Exactly.  That's why people who say "BUT IT COSTS SO MUCH!!!" don't understand the foregone revenue that would result without football (and other athletics) at a lot of the smaller, liberal arts schools.

If you are running Ripon College for instance, and you have a football roster of 80 players with a total tuition and other direct costs of $50,000 each, that's $4 million in revenue.  Even if you have to discount that tuition by 50%, and even if you further assume that 50% of those students would have attended Ripon anyway without football, that's still $1 million in revenue.  And their football program doesn't cost $1 million annually. 

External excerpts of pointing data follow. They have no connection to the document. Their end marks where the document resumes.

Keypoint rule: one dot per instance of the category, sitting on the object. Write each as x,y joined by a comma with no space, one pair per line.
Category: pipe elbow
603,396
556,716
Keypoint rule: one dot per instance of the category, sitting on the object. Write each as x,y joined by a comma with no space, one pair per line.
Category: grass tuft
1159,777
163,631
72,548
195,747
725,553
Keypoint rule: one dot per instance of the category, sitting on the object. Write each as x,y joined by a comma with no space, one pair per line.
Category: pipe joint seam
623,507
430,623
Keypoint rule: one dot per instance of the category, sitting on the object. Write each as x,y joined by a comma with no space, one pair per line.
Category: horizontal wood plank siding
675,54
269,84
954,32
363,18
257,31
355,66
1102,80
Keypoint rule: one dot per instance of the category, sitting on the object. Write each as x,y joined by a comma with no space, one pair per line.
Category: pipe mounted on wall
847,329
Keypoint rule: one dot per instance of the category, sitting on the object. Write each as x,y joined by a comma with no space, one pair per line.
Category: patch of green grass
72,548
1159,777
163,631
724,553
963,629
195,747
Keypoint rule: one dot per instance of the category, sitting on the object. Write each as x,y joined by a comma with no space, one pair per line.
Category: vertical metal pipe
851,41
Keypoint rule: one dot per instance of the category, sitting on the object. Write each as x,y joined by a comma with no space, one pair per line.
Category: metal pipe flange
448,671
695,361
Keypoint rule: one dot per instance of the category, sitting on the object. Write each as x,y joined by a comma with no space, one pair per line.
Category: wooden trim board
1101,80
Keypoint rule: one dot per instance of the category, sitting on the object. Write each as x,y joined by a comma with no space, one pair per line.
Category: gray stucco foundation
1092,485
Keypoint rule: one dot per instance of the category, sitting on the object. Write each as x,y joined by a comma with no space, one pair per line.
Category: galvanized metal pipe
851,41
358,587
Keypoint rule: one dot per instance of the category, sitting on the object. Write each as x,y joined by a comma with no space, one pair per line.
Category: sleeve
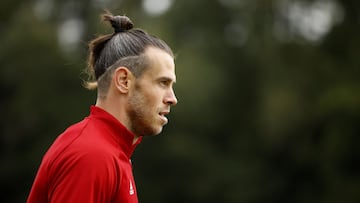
90,178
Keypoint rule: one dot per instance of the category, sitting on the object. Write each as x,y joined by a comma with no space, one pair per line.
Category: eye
164,83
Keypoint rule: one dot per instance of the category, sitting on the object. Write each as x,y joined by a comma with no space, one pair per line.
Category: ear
122,78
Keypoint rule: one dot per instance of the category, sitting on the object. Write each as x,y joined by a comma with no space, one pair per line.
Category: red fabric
88,163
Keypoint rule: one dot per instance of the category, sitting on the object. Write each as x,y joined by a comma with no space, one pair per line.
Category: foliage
268,109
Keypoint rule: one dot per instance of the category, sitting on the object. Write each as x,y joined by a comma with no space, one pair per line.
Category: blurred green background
269,102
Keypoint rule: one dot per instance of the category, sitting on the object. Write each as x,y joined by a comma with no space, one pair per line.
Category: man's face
152,94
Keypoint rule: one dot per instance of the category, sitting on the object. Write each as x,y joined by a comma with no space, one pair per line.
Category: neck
116,111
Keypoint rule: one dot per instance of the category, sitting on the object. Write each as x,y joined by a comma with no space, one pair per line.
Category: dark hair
124,47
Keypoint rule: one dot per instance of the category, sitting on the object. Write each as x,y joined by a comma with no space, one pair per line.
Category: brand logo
131,191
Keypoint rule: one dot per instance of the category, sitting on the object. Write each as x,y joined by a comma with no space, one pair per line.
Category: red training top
88,163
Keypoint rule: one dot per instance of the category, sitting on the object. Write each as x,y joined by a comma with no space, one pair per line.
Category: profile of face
152,94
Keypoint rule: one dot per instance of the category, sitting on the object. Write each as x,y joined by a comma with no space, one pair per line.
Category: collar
119,132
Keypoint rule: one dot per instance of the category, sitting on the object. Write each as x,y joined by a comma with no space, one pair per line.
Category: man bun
119,23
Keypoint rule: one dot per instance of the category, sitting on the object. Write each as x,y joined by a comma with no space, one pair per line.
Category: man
134,74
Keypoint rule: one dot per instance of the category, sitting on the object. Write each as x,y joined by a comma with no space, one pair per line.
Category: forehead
161,64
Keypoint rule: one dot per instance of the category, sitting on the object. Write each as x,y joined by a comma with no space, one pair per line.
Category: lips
163,116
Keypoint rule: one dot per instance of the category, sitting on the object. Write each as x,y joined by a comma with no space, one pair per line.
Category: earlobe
121,79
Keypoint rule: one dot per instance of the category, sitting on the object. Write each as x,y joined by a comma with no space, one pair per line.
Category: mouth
163,116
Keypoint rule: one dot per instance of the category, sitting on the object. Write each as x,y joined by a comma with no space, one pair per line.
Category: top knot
119,23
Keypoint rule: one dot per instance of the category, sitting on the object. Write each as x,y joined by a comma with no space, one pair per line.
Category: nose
170,98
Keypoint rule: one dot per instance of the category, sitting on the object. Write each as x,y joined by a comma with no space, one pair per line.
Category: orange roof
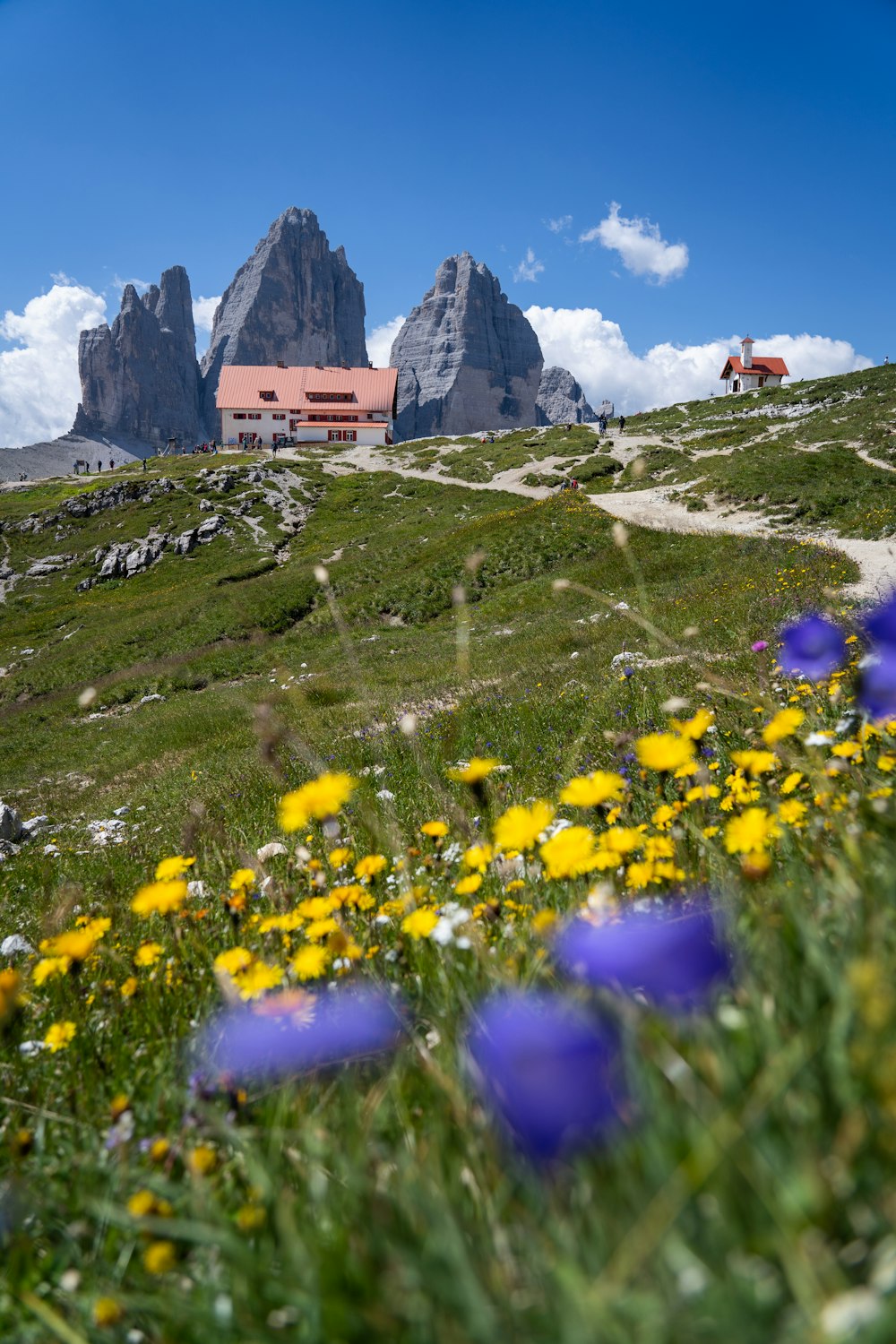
767,365
239,387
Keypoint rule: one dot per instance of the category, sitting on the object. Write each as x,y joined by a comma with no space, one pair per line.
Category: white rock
271,851
13,945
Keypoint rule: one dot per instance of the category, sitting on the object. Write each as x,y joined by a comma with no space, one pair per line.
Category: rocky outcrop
295,300
468,359
140,376
562,400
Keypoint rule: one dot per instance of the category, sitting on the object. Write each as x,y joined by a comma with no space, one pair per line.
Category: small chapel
745,373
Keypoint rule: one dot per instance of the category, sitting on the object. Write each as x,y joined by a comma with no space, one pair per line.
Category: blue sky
137,136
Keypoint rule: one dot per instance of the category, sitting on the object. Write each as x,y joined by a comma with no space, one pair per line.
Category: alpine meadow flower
160,898
298,1032
549,1070
813,647
520,827
676,954
664,752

And I'm not even including the $$ that ticket sales, sponsorships, etc. bring in that you would forgo without football too.

Interesting angle... and here I always figured the "non-scholarship" rule at the D-II and D-III level was to level the playing field amongst the athletes, not to protect a potential revenue/funding source.
Quote from: LittleMurs on January 08, 2015, 07:10:33 PM
Wow, I'm very concerned for Benny.  Being able to mimic Myron Medcalf's writing so closely implies an oncoming case of dementia.

GGGG

Quote from: Benny B on March 01, 2017, 02:39:22 PM
Interesting angle... and here I always figured the "non-scholarship" rule at the D-II and D-III level was to level the playing field amongst the athletes, not to protect a potential revenue/funding source.

D3 might be the least competitive of all levels in many sports.  Look at football.  Before this year, in the 11 Stagg Bowls (D3 football championship) between 2005 and 2015, there were only three participants.

Mount Union was in all 11 and went 5-6
UW-Whitewater was in 9 and went 6-3
St. Thomas was in 2 and went 0-2.

In basketball, there have been 5 D3 champions over the past ten years.  (UW-Whitewater, UW-Stevens Point, St. Thomas, Amherst and Washington (St. Louis) have each won two.)  Duke and UConn are the only ones two win multiple national championships at the D1 level over the same timeframe.  D2 has had 10 different champions.

Scholarships even out the field because you can draw players from pooling at the top programs because of scholarship limits. 

EaglesNest

Quote from: source? on February 28, 2017, 05:56:20 PM
Our club team was drawing between 300-400 per game when we had buses to the games ( https://marquettewire.org/3848249/tribune/tribune-news/club-hockey-attendance-drops-after-buses-canceled/ ). We wold also need to find a conference.

They brought the buses back in 2015 and have kept them since.  Selling beer at the Ponds of Brookfield really helps with student attendance.